A HMGCS1 expression levels in pericytes with Mat2a knockdown followed by transfection of Mat2a WT or MUT2. B HMGCS1 expression levels in pericytes treated with cycloheximide (CHX, 100 μg/ml) for the indicated times (top) and relative HMGCS1 protein levels (bottom). C HMGCS1 expression levels in Mat2a-knockdown pericytes treated with or without 10 μM MG132 for 8 h. D Ubiquitination of HMGCS1 in pericytes with the indicated transfections and treatment with 10 μM MG132 for 8 h. E Identification of ubiquitination related modification factors from IP/MS data. HMGCS1 expression levels in pericytes following Otub1 knockdown with or without WT restoration. The workflow was created with BioRender.com. F Ubiquitination of HMGCS1 in 293T cells with transfection of OTUB1 or the indicated mutant and treatment with 10 μM MG132 for 8 h.
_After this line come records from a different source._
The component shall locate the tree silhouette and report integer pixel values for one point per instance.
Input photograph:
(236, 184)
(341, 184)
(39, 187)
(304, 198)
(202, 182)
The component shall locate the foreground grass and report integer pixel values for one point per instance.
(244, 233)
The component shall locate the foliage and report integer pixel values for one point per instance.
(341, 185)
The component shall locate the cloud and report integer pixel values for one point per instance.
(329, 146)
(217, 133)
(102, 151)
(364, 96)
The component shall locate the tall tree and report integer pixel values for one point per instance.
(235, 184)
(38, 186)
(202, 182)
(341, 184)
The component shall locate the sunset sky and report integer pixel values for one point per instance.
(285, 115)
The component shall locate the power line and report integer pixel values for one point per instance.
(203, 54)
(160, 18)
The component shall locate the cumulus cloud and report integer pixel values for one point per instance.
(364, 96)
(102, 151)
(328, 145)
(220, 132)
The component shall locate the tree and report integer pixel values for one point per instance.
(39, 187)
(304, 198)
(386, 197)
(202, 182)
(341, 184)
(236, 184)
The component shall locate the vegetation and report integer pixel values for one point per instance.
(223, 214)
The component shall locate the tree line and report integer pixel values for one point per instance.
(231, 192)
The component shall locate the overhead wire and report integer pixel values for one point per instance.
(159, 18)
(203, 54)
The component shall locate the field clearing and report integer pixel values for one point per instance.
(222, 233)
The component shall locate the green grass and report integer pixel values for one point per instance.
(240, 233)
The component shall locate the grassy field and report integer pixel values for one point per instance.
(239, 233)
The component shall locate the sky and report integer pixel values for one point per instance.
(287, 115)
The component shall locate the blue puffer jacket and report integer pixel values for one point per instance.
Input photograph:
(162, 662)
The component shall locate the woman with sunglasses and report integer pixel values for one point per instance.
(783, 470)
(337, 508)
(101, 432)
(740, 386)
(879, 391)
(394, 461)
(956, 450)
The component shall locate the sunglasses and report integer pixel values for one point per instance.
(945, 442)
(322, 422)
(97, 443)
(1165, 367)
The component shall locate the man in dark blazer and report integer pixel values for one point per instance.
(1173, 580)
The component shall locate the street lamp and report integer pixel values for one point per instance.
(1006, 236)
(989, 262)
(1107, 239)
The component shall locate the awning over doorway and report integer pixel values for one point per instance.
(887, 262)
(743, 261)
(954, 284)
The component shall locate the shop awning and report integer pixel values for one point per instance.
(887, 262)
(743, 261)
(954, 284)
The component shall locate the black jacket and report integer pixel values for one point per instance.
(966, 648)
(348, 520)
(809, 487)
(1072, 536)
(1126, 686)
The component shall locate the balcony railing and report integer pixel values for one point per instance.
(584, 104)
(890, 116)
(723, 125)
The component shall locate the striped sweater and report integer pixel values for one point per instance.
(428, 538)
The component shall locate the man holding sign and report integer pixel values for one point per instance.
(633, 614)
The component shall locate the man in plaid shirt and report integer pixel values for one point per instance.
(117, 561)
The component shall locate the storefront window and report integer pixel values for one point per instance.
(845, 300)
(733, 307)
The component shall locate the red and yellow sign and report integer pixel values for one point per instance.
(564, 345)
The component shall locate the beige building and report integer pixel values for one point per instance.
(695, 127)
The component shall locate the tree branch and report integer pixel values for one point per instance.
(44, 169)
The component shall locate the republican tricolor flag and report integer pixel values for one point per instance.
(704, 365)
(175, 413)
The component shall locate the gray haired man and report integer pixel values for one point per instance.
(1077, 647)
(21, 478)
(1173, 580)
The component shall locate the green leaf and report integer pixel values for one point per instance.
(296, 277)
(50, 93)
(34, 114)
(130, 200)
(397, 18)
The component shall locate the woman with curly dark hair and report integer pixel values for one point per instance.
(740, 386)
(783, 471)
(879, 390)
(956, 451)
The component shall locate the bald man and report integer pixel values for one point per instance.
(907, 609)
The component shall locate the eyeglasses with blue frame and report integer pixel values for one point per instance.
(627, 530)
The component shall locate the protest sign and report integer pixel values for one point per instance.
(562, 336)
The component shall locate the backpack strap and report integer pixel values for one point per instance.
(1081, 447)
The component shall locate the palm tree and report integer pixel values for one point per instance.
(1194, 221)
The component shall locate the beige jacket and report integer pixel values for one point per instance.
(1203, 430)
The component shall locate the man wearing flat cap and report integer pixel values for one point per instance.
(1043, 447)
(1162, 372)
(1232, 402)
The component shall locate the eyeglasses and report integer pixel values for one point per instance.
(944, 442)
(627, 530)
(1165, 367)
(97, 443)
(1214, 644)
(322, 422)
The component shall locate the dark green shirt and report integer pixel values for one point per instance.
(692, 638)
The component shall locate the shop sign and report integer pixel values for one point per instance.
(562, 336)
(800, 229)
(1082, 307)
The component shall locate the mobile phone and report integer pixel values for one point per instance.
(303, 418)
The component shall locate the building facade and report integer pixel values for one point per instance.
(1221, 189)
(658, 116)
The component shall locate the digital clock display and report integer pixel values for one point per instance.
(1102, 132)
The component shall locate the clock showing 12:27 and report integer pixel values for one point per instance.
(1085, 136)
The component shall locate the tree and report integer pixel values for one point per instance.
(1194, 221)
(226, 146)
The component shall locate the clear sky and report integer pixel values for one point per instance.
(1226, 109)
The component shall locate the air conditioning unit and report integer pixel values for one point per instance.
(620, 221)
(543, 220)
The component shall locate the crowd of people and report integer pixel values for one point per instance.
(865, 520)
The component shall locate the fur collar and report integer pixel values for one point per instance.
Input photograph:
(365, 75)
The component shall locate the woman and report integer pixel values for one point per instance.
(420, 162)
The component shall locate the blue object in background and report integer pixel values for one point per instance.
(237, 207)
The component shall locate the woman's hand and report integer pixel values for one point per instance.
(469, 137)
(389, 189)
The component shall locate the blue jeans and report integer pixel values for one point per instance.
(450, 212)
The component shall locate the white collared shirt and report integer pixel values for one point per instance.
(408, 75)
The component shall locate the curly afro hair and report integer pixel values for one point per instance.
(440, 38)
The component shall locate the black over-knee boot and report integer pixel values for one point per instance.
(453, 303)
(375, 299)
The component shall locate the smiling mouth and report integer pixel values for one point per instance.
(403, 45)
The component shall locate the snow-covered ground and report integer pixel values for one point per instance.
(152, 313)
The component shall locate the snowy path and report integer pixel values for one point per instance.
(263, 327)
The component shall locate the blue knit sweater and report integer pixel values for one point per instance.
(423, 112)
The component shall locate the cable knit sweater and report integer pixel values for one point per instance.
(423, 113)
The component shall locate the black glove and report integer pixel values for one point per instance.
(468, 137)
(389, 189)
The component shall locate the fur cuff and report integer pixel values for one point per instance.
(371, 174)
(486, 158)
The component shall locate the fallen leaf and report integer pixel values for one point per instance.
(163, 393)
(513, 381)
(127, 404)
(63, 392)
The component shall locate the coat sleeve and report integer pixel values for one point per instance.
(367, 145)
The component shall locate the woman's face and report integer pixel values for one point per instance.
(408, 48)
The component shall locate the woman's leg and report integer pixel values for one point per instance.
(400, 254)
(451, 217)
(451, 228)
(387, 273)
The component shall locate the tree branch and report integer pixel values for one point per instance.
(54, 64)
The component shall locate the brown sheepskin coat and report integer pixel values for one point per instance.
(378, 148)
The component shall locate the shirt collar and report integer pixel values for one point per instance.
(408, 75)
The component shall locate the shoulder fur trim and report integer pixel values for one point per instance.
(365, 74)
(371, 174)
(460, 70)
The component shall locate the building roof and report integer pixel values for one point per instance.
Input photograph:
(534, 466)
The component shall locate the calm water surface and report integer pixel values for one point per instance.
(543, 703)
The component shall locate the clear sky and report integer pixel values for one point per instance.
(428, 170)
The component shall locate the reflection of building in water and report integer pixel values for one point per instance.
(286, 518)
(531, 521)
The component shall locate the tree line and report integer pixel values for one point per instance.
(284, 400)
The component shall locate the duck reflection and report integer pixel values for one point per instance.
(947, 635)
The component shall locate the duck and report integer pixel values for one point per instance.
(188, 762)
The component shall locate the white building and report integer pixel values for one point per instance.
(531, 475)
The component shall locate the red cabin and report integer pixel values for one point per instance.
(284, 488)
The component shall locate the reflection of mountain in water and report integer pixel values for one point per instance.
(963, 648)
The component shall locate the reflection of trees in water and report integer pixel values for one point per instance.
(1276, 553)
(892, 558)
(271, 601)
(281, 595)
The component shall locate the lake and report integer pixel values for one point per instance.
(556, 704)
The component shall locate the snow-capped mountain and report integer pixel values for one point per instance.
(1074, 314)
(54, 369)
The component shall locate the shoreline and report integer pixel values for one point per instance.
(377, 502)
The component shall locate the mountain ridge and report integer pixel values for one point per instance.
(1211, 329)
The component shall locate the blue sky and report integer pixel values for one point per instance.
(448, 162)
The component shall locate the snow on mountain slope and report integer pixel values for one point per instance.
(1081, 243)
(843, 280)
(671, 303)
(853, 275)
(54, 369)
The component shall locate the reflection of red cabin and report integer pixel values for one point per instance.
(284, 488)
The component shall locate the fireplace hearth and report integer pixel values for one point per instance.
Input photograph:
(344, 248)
G Co-localization analysis of MAT2A, OTUB1 and HMGCS1 by immunofluorescence staining in pericytes. H Binding analysis of HMGCS1 and OTUB1 following MAT2A transfection or not in 293T cells treated with 10 μM MG132 for 8 h. I Ubiquitination of HMGCS1 in 293T cells with the indicated transfection of OTUB1 and MAT2A and treatment with 10 μM MG132 for 8 h. J Binding analysis of HMGCS1 and OTUB1 following MAT2A knockdown or not in 293T cells treated with 10 μM MG132 for 8 h. K Ubiquitination of HMGCS1 in 293T cells with the indicated transfection of OTUB1 and knockdown of MAT2A and treatment with 10 μM MG132 for 8 h. L Co-localization analysis of OTUB1 and HMGCS1 following Mat2a knockdown by immunofluorescence staining in pericytes. Data were shown as mean ± SD. n = 3 biologically independent samples (B). Statistical significance was determined using two-way ANOVA with Tukey’s multiple comparisons test (B). n.s. no significance. Source data are provided as a Source Data file.